E per colmo d’affanno, Mantova era il punto di separazione per Maroncelli e per me. Vi pernottammo tristissimi entrambi. Io era agitato come un uomo alla vigilia d’udire la sua condanna.
La mattina mi lavai la faccia, e guardai nello specchio se si conoscesse ancora ch’io avessi pianto. Presi, quanto meglio potei, l’aria tranquilla e sorridente; dissi a Dio una picciola preghiera, ma per verità molto distratto; ed udendo che già Maroncelli movea le sue grucce e parlava col cameriere, andai ad abbracciarlo. Tutti due sembravamo pieni di coraggio per questa separazione; ci parlavano un po’ commossi, ma con voce forte. L’uffiziale di gendarmeria che dee condurlo a’ confini di Romagna è giunto; bisogna partire; non sappiamo quasi che dirci; un amplesso, un bacio, un amplesso ancora. — Montò in carrozza, disparve; io restai come annichilato.

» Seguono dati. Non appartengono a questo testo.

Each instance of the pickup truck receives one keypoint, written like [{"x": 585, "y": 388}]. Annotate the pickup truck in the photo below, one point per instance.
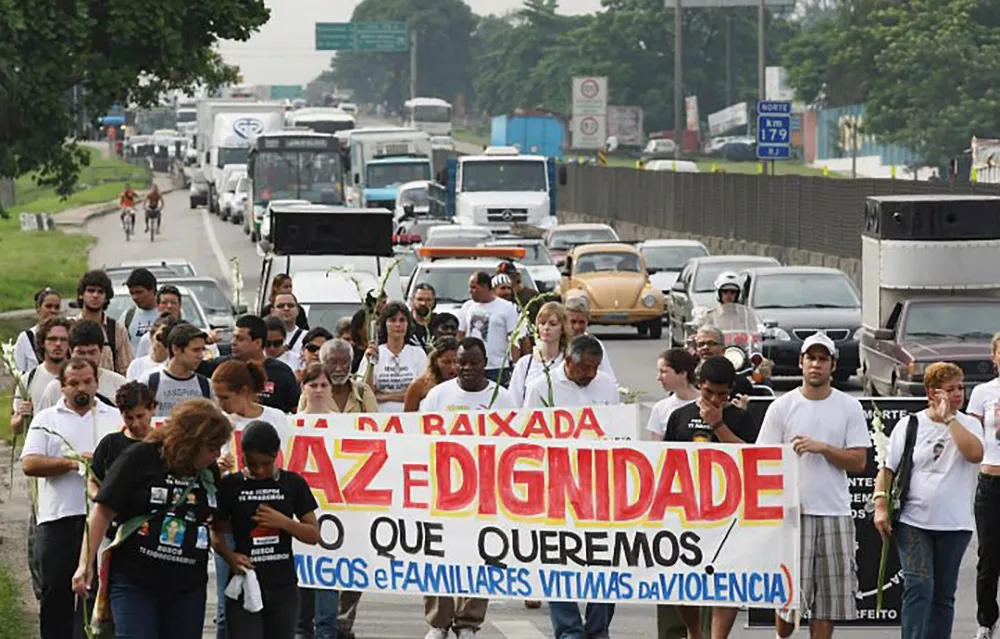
[{"x": 924, "y": 330}]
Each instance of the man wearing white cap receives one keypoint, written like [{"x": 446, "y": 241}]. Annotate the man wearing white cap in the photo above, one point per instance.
[{"x": 829, "y": 432}]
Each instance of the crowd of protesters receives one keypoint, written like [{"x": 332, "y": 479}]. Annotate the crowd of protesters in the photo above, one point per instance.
[{"x": 163, "y": 500}]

Tornai nella mia stanza, mi gettai in ginocchio, e pregai per quel misero mutilato, diviso dal suo amico, e proruppi in lagrime ed in singhiozzi.
Conobbi molti uomini egregi, ma nessuno più affettuosamente socievole di Maroncelli, nessuno più educato a tutti i riguardi della gentilezza, più esente da accessi di selvaticume, più costantemente memore, che la virtù si compone di continui esercizi di tolleranza, di generosità e di senno. Oh mio socio di tanti anni di dolore, il Cielo ti benedica ovunque tu respiri, e ti dia amici che m’agguaglino in amore e mi superino in bontà!